Before the human body absorbs the drug in the solid preparation, it must undergo a process of disintegration and dissolution and then into a solution. The speed of dissolution determines the absorption speed of the drug in the body. If the drug is not easily released from the preparation or the dissolution rate of the drug is extremely slow, It is possible that the absorption speed or extent of the drug in the preparation may be affected. In addition, some drugs with strong pharmacological effects, low safety index, and rapid absorption may cause obvious adverse reactions if the dissolution rate is too fast, and the time to maintain the efficacy will also be shortened. In this case, the dissolution rate of the drug in the preparation should be controlled.
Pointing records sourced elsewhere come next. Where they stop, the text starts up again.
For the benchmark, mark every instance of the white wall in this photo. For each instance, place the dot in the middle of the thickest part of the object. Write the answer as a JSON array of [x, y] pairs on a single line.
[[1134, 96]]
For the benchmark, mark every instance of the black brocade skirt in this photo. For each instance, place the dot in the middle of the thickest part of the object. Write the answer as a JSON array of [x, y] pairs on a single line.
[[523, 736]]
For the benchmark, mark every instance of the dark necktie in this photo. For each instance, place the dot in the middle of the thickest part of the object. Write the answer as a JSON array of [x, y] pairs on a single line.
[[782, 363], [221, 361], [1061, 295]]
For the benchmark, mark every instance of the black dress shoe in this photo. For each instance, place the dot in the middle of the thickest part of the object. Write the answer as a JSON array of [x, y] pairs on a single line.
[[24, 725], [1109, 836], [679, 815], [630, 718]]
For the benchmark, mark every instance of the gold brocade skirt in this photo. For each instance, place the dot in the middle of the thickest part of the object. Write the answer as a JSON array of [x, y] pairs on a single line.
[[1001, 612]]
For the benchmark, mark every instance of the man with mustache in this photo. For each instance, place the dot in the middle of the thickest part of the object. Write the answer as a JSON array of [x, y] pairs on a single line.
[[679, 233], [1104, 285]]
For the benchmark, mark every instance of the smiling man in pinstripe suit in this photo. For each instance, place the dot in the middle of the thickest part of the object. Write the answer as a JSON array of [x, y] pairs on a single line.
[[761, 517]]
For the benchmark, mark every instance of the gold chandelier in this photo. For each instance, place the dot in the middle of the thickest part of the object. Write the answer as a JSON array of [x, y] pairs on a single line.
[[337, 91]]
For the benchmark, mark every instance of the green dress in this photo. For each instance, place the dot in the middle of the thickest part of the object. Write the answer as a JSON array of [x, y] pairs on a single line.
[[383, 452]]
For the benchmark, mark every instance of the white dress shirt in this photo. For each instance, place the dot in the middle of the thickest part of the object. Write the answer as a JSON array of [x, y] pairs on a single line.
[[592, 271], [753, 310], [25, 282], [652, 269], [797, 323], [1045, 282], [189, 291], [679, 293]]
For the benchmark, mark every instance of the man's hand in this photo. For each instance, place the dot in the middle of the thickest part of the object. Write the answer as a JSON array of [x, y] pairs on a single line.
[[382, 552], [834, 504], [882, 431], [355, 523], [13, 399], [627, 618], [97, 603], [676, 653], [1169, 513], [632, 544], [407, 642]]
Relying on the disintegration time limit inspection as the evaluation standard for the absorption of all tablets and capsules in the body is obviously not feasible, because the particle size passing through the disintegration tester screen after the drug is dissolved is often between 1.6-2.0mm, but the drug needs to be in a solution state to be absorbed by the body, and the particle size is calculated by A, so the disintegration is only the initial stage of the dissolution of the drug, and the disintegration time limit inspection cannot control the subsequent dispersing and dissolving process. Moreover, the disintegration of the solid preparation is subject to the prescription design , preparation, storage process and many complex factors in the body, so the disintegration time limit inspection cannot objectively reflect the relationship and influence between the drug and excipients, but the dissolution test includes the disintegration and dissolution process, so the dissolution degree has a more important meaning. This is the important reason why the laboratory has a disintegration tester and also needs a dissolution tester.
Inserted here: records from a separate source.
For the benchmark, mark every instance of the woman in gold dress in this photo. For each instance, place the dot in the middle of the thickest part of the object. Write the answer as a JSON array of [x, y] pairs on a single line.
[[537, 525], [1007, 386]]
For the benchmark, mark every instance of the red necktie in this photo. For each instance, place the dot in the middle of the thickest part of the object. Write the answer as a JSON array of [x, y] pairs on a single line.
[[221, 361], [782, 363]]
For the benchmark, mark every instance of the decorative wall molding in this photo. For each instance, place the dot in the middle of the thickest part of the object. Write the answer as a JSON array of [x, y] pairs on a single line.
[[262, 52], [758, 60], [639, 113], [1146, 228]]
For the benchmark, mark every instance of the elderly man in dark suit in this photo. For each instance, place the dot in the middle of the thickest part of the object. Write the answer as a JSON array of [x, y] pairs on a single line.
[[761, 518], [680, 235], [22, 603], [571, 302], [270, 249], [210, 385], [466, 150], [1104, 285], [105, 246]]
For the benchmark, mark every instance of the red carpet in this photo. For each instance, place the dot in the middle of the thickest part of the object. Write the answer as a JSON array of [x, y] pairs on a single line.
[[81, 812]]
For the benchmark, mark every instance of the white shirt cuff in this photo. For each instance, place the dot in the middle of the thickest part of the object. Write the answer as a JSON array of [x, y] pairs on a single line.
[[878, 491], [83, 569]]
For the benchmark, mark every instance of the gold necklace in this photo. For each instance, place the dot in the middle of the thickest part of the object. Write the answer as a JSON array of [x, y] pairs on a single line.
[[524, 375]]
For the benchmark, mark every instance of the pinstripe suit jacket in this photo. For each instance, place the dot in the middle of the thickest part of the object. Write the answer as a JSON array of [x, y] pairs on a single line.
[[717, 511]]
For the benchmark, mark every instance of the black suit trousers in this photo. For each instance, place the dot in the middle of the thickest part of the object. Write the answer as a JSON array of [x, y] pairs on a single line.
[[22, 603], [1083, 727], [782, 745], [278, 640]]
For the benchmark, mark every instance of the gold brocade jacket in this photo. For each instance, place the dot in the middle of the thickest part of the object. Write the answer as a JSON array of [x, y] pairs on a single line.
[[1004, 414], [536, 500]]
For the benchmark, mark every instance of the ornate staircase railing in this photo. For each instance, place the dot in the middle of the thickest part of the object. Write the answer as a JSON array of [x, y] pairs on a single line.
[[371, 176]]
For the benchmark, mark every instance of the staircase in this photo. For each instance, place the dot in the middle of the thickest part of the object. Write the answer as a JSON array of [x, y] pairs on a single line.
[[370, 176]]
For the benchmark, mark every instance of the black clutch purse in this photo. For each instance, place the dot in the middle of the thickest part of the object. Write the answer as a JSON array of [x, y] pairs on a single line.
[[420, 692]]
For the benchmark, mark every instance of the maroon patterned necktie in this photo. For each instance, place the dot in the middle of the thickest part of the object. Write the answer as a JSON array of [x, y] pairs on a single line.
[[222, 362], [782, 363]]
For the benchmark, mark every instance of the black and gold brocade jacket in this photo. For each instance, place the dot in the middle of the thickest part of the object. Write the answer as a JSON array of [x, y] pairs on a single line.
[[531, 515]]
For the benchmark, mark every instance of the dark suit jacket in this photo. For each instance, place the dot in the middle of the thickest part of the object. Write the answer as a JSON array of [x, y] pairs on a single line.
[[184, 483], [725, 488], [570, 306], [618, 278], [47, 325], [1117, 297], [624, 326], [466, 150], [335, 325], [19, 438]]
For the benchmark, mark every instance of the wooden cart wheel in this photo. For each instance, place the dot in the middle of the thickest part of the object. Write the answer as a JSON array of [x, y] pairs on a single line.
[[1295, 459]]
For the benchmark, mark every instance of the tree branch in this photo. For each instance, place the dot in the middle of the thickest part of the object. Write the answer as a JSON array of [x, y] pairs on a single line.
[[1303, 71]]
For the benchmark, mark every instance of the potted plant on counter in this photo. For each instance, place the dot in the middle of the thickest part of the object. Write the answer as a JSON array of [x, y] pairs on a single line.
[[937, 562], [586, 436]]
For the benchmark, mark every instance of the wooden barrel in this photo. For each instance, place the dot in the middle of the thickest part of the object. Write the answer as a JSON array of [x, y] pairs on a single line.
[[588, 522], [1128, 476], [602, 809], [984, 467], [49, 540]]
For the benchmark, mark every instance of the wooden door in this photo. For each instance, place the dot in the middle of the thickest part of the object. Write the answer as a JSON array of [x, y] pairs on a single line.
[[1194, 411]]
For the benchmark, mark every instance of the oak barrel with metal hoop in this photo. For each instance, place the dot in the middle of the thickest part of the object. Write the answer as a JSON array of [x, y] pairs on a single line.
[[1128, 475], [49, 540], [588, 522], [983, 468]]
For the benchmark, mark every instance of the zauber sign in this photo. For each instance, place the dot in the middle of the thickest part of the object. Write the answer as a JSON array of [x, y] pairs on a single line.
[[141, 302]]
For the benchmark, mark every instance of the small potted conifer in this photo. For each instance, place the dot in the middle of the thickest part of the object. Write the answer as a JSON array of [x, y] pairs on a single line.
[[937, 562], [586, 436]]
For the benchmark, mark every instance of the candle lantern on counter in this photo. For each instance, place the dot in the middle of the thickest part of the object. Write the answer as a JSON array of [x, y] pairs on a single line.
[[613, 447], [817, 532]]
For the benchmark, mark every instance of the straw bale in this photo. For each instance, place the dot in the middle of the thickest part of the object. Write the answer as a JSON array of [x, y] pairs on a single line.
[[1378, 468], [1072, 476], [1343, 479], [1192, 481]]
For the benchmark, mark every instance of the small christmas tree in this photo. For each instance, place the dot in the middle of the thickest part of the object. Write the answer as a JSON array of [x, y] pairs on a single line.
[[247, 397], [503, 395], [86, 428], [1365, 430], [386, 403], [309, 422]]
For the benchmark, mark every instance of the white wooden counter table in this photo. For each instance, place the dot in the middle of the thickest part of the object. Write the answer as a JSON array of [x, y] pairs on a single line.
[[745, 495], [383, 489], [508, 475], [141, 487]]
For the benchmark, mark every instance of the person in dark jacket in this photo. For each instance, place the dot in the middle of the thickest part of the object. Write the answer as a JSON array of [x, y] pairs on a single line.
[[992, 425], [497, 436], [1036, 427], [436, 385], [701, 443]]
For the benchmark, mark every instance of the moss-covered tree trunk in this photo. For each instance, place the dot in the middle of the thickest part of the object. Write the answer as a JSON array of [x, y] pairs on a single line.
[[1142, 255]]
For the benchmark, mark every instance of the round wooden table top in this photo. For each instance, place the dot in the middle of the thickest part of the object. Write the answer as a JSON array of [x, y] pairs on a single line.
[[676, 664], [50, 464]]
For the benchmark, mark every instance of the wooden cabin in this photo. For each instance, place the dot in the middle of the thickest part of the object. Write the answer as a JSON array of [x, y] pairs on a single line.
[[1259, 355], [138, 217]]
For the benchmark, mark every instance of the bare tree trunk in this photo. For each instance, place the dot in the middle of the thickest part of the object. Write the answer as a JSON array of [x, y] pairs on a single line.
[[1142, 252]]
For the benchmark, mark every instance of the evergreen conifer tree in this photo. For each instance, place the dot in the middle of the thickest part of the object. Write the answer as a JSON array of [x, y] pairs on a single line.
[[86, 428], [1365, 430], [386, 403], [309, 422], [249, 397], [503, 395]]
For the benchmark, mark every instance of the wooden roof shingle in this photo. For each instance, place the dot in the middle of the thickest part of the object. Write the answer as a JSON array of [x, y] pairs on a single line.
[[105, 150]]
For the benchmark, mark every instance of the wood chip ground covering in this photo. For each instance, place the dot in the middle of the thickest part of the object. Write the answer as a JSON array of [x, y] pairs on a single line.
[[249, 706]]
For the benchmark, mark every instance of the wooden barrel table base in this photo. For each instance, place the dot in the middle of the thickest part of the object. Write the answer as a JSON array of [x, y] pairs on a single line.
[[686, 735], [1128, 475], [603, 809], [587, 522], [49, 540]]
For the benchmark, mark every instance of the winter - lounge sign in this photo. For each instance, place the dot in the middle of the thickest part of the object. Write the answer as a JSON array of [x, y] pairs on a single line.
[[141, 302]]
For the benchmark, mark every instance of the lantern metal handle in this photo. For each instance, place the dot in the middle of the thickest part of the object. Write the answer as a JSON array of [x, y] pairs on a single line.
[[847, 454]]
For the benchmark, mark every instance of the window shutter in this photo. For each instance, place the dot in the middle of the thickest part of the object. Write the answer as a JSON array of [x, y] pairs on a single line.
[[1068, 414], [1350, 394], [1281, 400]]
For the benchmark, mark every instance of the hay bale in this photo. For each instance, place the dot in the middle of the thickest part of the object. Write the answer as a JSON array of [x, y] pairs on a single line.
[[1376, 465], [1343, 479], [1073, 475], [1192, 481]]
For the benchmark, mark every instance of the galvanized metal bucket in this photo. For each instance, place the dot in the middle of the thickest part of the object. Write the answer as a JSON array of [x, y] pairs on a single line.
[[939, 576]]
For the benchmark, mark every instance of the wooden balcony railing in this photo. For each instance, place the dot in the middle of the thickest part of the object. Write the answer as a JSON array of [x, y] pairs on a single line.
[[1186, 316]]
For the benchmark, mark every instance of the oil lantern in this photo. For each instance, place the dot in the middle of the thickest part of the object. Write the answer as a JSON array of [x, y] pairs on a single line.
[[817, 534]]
From the perspective of drug testing, the dissolution rate refers to the rate and extent of the dissolution of a drug from a solid preparation such as a tablet or capsule in a prescribed solvent. Most oral solid preparations must be absorbed into the blood circulation after administration, and only after reaching a certain blood drug concentration can they be effective. Therefore, the release of the drug from the preparation and dissolution in body fluids is the prerequisite for absorption. This process is called dissolution in biopharmaceutics, and the rate and degree of dissolution is called dissolution rate.